HOLOCAUST survivor Josef Perl came to a Marlow school today to warn a new generation of children about the mistakes of the past.
Mr Perl lived to tell the tale of the Dachau concentration camp among others as well as the horrors of Auschwitz.
Pupils from Sir William Borlase's Grammar School sat rivetted to their seats as he told tales of hatred, beatings and mass extermination.
He said: "It's important because you have to learn from the past. If you don't, you have no future.
"The children I speak to will carry the future, and I beg that they will build a better world for themselves and their children."
Mr Perl, originally from Czechoslovakia, said that his middle class Jewish family was rounded up by soldiers in 1942 when he was only 11.
His mother, his father and his eight sisters were driven into cattle trucks by armed men with dogs and taken to a series of camps.
Mr Perl spoke of how he watched as his mother and four of his sisters were shot by Nazi soldiers in Polish woodland.

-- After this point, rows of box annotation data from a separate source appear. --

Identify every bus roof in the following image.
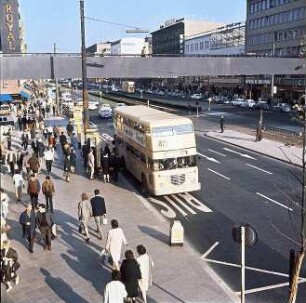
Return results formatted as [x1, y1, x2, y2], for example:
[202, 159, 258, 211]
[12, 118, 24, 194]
[115, 105, 192, 126]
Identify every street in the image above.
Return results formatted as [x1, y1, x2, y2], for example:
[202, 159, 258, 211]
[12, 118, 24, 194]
[91, 94, 306, 302]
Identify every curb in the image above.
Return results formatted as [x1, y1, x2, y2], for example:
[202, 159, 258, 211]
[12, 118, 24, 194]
[200, 130, 303, 168]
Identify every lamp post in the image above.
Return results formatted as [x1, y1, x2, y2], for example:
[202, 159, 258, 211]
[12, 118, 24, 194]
[80, 0, 89, 140]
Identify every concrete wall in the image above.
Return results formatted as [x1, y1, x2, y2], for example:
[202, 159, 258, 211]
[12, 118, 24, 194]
[0, 55, 306, 79]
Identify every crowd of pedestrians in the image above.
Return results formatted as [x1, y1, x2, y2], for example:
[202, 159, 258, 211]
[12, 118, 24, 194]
[0, 97, 154, 303]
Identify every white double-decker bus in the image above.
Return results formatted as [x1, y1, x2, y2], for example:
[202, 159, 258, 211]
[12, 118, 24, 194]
[114, 105, 201, 196]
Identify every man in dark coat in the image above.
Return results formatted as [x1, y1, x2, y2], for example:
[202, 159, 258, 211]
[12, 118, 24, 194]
[36, 204, 53, 250]
[0, 240, 20, 292]
[19, 203, 36, 253]
[90, 189, 106, 239]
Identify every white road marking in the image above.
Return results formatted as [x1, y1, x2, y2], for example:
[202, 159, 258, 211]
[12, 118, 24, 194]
[165, 196, 188, 217]
[223, 147, 256, 160]
[207, 168, 231, 180]
[198, 152, 221, 164]
[178, 193, 213, 213]
[256, 192, 293, 211]
[171, 195, 197, 215]
[201, 242, 219, 259]
[245, 163, 273, 175]
[208, 148, 226, 157]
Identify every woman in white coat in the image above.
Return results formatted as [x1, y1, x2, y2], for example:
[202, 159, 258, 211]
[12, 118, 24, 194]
[105, 220, 127, 269]
[136, 245, 154, 303]
[78, 193, 92, 242]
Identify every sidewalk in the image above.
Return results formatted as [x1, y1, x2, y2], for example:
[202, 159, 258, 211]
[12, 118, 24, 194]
[205, 129, 302, 166]
[1, 132, 239, 303]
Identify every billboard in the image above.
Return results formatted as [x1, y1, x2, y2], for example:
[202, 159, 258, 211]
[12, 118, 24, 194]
[0, 0, 20, 53]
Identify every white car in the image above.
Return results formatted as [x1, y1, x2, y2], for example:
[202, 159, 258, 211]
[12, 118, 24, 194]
[98, 104, 113, 118]
[190, 94, 202, 100]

He also told of how he imagined faces rising up in the smoke that billowed from the ovens where up to four million Jews, Poles and Gypsies were incinerated.
Students packed the theatre at Borlase's, filling it to its capacity of more than 200. After the lecture, they were given an opportunity to talk with Mr Perl about the horrific experiences that he endured.
Borlase pupil Amy Thwaites, 14, from Cookham, said: "It was very moving and very inspirational.
"Hearing about it will stop us from making the same mistakes again."
Rhys Evans, 14, from Marlow, said: "I think it's important to talk to eye witnesses. If people were there, they can actually say what it was that they saw."
Mr Perl, 79, now lives in Bushey, Hertfordshire. He has spoken at Borlase's four times, and tours the country to tell his story.
He said that he has received 30,000 letters from children who have listened to him speak, and plans to donate them to a museum.
He said: "As long as I have breath in my body I will carry on speaking to children."